For the first edition of StoryNotes, I wanted to focus on Lemon’s character, since she’s the heroine of my debut novel, as well as a challenging personality to write. If you haven’t read the book, this post doesn’t include any spoilers, so proceed!
A (RELUCTANT) STAR IS BORN
When I first had the story idea for Lemon Lavender, it came from asking this question: What would it be like if you had this flashing neon sign of a name, but wanted to be invisible? I immediately landed on a name for my character—a mash-up from two commercials during a TV show I was watching—and Lemon Lavender was born. I loved the name immediately, and it never changed throughout the course of my writing and editing. Originally, the title of this novel was just Lemon Lavender, but as I got deeper into it, I realized that adding “Is Not Fine” had a better ring to it, and it provided a sense of what the novel was about—a girl struggling with life.
While she might’ve had that unforgettable name, what Lemon didn’t have was a personality. And I wanted it that way. Enter the challenge of writing a character who doesn’t have a lot going on to draw readers into her story. I was nervous about this, because some of the most fantastic books feature characters who leap off the page from the very start. Would anyone want to stick with Lemon for the novel if she wasn’t all that interesting?
“Desperately, I look down at my own clothes: a generic long-sleeve shirt in blue; basic jeans with no swirls, sequins, bling, or bedazzles; shoes—just black Converse, not too clean, not too dirty. Overall, I don’t strive to be ugly or pretty. Just plain and vanilla with a large dose of invisible.”
A PERSON OF INTEREST
This was the difficulty—making Lemon have enough of personality so that you, the reader, wouldn’t get bored. (And I, the writer, wouldn’t nod off while writing about her.) Because Lemon wants to be invisible, she never gets involved in school activities or bringing attention to herself through academic success. This made her different from female YA characters who start their journey with a lot of goals, like to succeed in advanced placement classes and extracurricular activities. I needed Lemon to be the opposite of that, in order to give her a point to grow.
So I started with a few things she did like—slushees and her best friend. Add in some dry humor and a healthy hate for gym and running, and I had the basis for a character who I think is like a lot of younger people…someone who isn’t sure what they like, because they just haven’t had a chance to find out. Someone who doesn’t have a passion, doesn’t know what they want to be when they grow up, and isn’t gifted in a particular sport or hobby.

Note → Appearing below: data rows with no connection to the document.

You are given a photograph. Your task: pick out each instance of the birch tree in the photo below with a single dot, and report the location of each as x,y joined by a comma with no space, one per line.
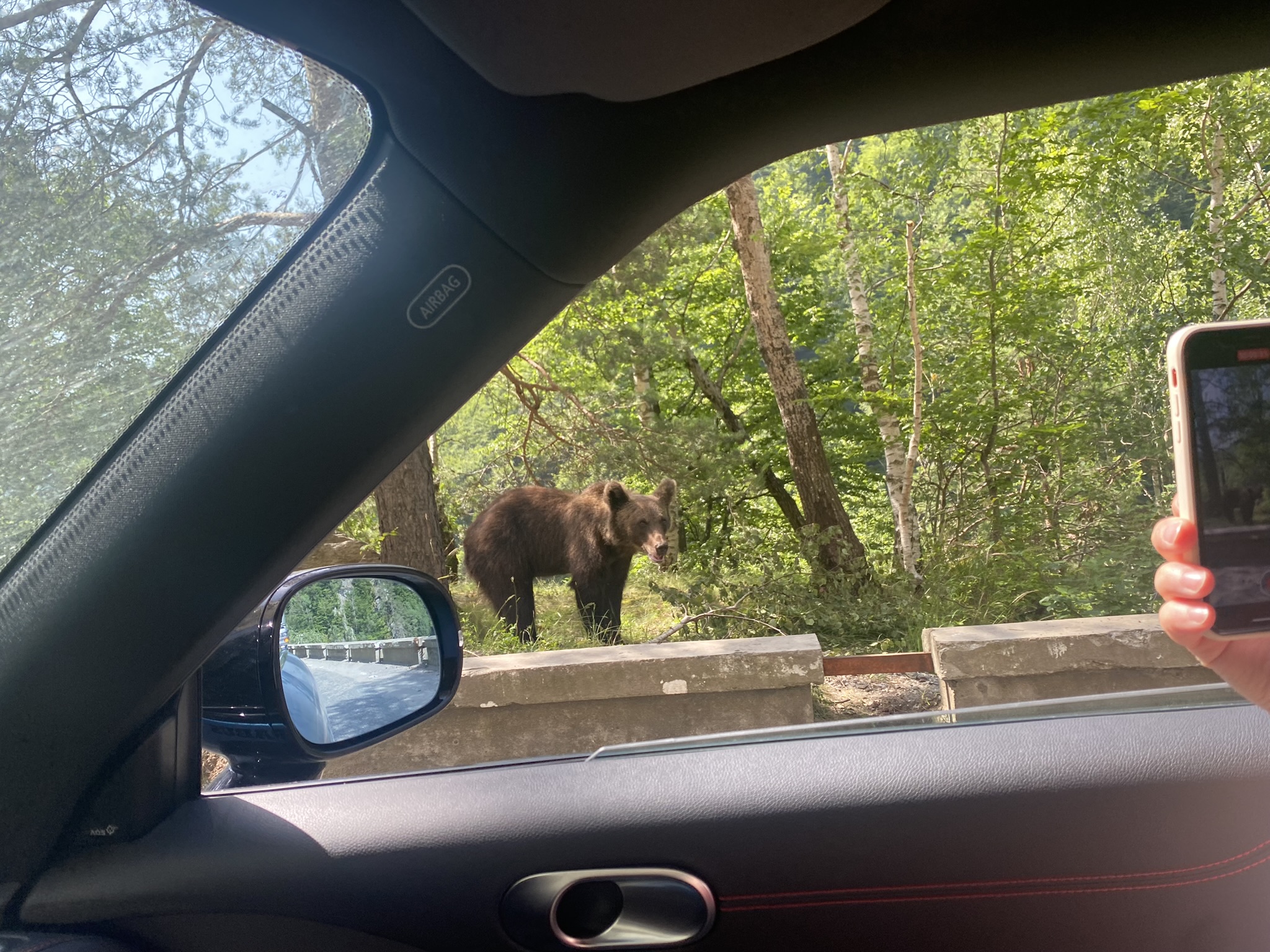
900,489
840,549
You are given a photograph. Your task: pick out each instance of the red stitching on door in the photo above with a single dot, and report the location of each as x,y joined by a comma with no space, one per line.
853,896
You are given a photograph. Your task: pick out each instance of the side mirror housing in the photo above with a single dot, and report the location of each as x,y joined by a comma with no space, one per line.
334,660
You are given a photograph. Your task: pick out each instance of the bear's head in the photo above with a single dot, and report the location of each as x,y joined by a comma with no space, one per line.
641,523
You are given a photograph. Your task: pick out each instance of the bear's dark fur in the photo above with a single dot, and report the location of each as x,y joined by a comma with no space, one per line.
535,531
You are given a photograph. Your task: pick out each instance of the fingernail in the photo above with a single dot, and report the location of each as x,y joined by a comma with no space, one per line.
1197,615
1192,580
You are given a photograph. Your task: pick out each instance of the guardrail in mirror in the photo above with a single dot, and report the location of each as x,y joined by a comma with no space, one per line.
333,660
395,651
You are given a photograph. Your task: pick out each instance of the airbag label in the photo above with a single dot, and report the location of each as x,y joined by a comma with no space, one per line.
438,296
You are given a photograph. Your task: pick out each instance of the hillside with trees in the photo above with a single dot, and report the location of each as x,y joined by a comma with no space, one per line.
905,381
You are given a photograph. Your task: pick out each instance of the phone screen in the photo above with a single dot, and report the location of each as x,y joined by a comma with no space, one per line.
1228,384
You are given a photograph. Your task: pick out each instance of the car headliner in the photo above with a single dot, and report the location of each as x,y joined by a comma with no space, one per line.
120,598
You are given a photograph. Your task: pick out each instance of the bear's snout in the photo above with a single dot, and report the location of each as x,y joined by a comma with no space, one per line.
657,547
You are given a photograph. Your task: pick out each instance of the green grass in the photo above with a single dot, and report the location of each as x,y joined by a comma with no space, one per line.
646,615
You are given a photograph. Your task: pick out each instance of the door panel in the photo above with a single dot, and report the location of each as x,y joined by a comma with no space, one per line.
1145,831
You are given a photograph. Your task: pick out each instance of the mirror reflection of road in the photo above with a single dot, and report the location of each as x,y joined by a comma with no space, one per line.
362,696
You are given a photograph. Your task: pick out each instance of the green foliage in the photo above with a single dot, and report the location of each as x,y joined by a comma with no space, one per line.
356,610
145,187
1057,250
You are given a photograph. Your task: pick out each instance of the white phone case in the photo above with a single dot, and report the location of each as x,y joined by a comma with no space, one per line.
1179,407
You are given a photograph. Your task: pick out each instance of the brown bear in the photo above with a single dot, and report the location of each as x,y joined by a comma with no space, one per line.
593,535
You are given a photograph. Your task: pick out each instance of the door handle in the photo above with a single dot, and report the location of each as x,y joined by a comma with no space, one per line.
624,908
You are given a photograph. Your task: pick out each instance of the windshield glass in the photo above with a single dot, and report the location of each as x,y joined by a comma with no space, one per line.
155,162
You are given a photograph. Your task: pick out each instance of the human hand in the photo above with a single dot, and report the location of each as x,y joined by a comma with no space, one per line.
1186,619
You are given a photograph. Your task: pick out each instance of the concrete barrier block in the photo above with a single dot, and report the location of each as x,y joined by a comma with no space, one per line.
566,702
401,651
363,651
430,653
993,664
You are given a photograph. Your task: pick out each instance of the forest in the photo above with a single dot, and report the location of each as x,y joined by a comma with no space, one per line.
902,381
977,312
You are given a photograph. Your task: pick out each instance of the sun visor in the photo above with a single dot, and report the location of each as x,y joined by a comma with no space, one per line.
628,51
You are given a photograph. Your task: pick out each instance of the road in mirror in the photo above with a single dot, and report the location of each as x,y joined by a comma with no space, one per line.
357,654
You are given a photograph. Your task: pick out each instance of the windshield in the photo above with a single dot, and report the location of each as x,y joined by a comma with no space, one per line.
155,162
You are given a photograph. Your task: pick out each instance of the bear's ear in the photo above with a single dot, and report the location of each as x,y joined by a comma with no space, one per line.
616,495
666,493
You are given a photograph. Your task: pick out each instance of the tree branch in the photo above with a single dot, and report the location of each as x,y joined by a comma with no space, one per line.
17,19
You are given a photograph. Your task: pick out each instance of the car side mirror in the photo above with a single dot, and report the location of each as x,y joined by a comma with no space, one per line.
334,660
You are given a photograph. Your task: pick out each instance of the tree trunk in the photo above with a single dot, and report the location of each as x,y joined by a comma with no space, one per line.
841,550
910,535
407,503
1217,224
904,512
723,409
646,395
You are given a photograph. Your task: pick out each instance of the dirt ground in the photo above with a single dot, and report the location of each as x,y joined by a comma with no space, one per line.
874,695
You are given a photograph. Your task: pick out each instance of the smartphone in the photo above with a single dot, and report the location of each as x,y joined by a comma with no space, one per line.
1220,400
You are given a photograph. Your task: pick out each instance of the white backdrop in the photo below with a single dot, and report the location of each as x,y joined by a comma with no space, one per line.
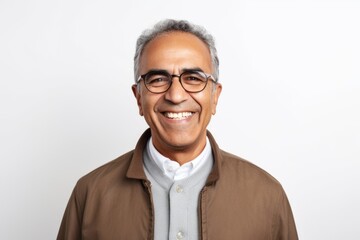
290,100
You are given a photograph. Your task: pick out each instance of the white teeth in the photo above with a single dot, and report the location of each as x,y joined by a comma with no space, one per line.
178,116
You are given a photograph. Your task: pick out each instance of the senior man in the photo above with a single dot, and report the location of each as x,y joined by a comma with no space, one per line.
177,183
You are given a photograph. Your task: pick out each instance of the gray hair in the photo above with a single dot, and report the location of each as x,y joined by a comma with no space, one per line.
170,25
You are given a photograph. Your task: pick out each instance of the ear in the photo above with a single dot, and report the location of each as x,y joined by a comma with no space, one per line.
216,95
136,91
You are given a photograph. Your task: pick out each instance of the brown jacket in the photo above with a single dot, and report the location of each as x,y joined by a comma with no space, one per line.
239,201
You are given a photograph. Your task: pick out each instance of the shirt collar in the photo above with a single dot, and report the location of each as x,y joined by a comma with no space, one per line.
172,169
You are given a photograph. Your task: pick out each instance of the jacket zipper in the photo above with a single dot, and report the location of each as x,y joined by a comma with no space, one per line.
201,206
147,185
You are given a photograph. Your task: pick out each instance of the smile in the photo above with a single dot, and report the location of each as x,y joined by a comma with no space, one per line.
178,116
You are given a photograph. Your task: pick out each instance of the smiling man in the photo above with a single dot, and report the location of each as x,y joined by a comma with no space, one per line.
177,183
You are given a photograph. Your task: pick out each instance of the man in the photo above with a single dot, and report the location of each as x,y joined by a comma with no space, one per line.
177,183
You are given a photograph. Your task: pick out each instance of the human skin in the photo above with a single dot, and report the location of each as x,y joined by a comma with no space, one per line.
177,119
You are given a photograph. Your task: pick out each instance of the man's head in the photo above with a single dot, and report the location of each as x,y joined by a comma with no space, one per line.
170,25
177,109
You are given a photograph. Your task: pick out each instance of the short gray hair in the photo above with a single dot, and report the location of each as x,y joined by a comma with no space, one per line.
170,25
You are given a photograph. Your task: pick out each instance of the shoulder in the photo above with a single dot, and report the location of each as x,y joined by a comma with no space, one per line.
112,171
244,171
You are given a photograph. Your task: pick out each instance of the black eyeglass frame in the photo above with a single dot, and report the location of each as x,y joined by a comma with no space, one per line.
207,76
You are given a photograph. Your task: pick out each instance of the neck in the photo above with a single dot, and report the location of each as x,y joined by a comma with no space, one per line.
181,154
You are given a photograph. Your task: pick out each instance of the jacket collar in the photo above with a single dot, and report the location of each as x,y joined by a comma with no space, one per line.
136,169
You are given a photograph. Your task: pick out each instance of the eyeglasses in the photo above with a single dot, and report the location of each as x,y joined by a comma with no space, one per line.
160,81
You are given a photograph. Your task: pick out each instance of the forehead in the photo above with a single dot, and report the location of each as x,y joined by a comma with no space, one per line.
175,50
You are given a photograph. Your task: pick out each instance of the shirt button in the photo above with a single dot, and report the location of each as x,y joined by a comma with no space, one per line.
180,235
179,189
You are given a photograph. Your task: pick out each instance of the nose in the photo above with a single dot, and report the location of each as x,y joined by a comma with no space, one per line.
176,93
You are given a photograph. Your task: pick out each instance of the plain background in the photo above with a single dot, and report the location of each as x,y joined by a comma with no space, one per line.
290,101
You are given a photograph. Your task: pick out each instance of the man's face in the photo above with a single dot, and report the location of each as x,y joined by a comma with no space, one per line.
177,119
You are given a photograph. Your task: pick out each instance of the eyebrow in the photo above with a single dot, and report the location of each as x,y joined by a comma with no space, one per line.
182,70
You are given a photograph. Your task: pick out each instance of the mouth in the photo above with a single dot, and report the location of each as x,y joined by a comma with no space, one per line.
178,115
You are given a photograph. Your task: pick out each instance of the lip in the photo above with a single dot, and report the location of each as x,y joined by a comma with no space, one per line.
178,115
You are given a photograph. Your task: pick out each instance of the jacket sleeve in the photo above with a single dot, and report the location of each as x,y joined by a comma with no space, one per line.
70,228
286,229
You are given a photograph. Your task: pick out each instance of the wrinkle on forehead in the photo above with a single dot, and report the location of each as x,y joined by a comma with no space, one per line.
175,51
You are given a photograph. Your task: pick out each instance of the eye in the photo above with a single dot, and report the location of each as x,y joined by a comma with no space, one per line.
157,80
193,78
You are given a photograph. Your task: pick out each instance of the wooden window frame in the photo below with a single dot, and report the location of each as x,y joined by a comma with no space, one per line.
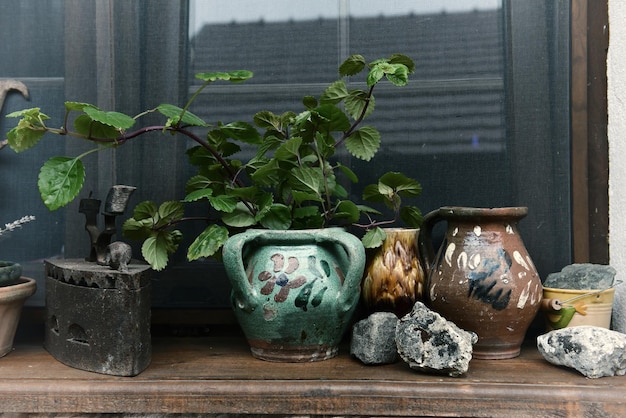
589,142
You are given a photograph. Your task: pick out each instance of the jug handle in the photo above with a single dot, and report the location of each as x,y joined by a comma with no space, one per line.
425,239
246,295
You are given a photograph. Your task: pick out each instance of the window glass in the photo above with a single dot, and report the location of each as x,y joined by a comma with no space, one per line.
483,122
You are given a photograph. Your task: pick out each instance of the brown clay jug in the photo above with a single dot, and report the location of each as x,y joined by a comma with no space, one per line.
482,277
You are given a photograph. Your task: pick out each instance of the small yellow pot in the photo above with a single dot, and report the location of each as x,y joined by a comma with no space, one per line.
569,308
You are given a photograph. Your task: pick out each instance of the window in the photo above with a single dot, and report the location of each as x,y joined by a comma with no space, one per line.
483,122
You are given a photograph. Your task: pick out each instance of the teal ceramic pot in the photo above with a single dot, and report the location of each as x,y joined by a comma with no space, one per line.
294,292
10,272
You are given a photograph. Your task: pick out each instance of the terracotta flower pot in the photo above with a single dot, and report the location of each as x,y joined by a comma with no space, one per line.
12,298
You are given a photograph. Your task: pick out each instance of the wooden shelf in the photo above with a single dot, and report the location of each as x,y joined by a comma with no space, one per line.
216,374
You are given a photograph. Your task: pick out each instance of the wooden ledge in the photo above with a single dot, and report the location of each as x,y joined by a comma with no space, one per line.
218,375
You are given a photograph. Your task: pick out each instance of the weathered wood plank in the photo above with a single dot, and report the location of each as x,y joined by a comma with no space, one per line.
218,375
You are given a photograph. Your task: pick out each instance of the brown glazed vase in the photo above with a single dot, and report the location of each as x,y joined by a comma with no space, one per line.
482,277
394,277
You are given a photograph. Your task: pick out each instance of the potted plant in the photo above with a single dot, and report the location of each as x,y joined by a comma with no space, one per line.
14,290
291,182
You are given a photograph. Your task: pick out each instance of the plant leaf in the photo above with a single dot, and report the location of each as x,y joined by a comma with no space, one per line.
208,242
241,131
239,218
411,215
354,64
137,229
334,93
60,181
114,119
363,143
374,238
400,76
156,249
223,203
348,210
89,127
289,151
403,59
351,175
22,137
173,113
277,217
401,184
145,210
236,76
169,211
356,101
307,179
198,195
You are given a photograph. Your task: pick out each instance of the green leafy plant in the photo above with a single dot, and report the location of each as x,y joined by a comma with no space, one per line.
291,181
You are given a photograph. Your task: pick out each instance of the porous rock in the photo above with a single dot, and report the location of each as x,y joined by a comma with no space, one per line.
593,351
582,276
373,339
430,343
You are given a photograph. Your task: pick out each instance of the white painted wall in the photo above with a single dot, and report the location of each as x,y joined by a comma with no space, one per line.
616,95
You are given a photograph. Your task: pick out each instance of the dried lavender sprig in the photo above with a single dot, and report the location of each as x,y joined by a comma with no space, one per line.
16,224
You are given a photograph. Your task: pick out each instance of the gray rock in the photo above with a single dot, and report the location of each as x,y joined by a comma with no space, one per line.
593,351
373,339
430,343
118,256
582,277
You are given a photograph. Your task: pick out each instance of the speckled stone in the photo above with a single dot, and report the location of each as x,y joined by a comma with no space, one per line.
582,277
430,343
593,351
373,339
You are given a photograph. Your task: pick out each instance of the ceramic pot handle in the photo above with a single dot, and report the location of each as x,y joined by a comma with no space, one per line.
356,256
425,239
244,294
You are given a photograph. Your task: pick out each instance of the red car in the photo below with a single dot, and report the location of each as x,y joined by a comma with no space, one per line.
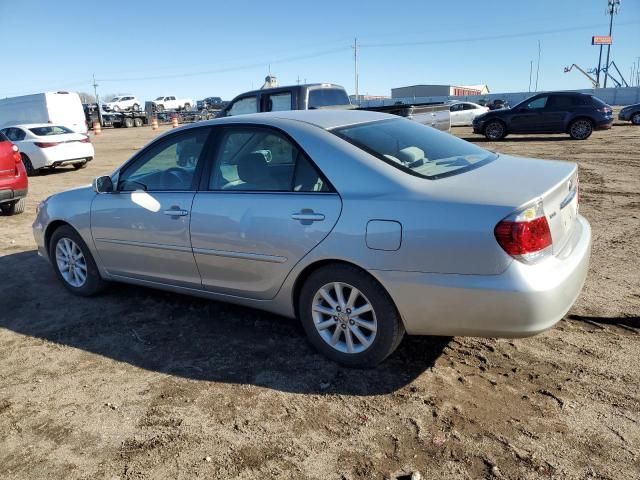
13,178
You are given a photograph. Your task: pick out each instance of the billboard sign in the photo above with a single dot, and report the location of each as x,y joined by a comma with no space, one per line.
601,40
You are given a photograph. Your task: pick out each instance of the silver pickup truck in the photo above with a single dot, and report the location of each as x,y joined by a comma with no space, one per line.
328,95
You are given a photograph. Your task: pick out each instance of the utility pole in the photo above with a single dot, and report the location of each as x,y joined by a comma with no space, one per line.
355,63
538,69
612,8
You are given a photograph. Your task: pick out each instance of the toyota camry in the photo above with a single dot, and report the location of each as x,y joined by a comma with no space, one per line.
363,225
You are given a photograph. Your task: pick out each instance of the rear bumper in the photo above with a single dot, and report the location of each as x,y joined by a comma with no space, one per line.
10,195
522,301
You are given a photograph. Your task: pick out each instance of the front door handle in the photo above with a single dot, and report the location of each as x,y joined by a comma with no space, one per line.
176,211
307,216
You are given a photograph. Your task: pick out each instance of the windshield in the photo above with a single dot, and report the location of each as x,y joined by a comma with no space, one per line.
52,130
327,97
416,148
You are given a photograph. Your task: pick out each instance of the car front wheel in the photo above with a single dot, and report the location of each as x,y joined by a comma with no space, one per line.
73,263
580,129
349,317
495,130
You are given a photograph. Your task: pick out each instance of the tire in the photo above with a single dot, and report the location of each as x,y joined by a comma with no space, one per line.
28,166
65,239
14,208
580,129
495,130
383,316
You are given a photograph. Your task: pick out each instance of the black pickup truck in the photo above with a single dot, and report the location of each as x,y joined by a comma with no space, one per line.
327,95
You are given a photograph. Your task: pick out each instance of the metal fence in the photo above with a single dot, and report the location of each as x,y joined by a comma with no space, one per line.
612,96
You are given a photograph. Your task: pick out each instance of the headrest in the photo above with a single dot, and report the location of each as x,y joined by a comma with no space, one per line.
253,168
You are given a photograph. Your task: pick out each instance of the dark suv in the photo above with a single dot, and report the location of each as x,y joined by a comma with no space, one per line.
563,112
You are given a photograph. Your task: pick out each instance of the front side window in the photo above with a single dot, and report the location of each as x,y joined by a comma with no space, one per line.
278,102
168,165
258,159
537,103
243,106
416,148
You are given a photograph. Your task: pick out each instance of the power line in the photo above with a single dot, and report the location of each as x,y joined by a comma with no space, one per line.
488,37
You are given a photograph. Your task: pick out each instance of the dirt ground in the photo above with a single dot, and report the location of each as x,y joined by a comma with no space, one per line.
139,384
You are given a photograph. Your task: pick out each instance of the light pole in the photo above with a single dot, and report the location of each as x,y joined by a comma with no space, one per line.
612,8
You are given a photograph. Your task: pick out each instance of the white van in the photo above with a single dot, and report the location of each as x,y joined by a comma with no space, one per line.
59,108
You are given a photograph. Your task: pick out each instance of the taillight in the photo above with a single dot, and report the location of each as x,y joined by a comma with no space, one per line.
525,235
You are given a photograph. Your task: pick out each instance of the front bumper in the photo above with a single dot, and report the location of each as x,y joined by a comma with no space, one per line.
522,301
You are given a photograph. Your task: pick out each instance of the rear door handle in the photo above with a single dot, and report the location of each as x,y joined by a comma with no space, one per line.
176,212
306,216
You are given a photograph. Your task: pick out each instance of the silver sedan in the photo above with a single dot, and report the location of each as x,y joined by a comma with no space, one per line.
362,225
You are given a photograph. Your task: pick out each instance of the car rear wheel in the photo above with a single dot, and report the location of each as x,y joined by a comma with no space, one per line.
349,317
580,129
28,166
73,263
14,208
495,130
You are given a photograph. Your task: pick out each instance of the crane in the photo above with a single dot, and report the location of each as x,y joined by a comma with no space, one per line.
593,80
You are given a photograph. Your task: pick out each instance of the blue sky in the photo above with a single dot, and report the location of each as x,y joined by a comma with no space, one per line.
222,48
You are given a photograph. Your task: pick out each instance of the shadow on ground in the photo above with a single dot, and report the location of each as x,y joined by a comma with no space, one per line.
193,338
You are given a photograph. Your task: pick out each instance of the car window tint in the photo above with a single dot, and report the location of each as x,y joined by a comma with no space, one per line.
278,102
325,97
558,102
167,165
251,159
243,106
537,103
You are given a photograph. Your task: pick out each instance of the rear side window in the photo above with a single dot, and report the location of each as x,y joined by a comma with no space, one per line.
243,106
326,97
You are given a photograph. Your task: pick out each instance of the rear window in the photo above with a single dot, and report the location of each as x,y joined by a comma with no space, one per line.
415,148
52,130
326,97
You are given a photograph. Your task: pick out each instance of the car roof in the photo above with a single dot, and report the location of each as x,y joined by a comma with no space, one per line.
323,118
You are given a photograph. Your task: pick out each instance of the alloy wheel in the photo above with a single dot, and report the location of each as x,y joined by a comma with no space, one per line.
344,318
71,262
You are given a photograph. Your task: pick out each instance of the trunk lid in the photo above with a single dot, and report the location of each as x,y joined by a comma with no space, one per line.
515,182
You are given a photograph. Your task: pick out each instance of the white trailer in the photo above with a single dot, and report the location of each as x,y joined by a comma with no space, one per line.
59,108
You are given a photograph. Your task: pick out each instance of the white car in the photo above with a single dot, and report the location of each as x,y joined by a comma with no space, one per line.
122,103
463,113
172,103
43,145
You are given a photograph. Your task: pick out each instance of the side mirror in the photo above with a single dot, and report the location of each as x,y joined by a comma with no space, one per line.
103,184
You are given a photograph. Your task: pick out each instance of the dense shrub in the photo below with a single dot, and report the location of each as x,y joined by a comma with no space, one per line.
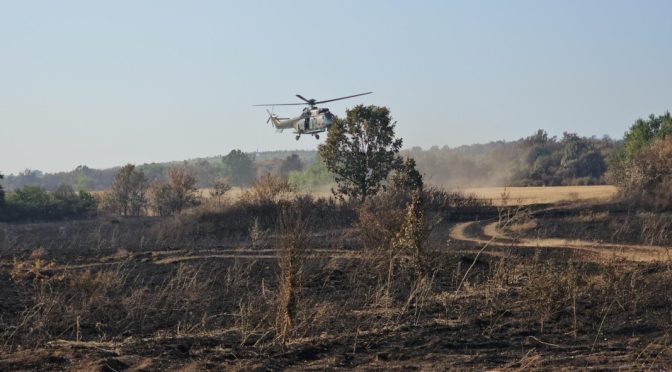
646,180
34,203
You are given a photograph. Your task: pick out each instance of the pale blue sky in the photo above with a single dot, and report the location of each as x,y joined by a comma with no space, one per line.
106,83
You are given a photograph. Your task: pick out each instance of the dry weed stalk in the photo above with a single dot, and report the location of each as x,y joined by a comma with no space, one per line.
294,230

“There’s nothing wrong with her, but like me, she isn’t flashy. She doesn’t wear short skirts and a lot of makeup like Marisol or flirt shamelessly like Chelsea. We aren’t cheerleaders or jocks or anything else that draws attention. Neither of us fills any superlative, like best-looking or most outgoing. We’re just regular girls.”
As a “regular girl” myself, I hoped that readers would be able to see themselves in Lemon, just as I did. And as she encounters turmoil and heartache, that they could root for her to finally realize who she wants to be.
We all go through this, and oftentimes, continue to go through it as we change and experience new things. While Lemon was a tough character to write since she didn’t come with a fully-formed personality, she taught me that we are all multi-faceted, even if we don’t have a particular way of identifying ourselves. Those of us who tend to like shadows are just as interesting as those who get the spotlight.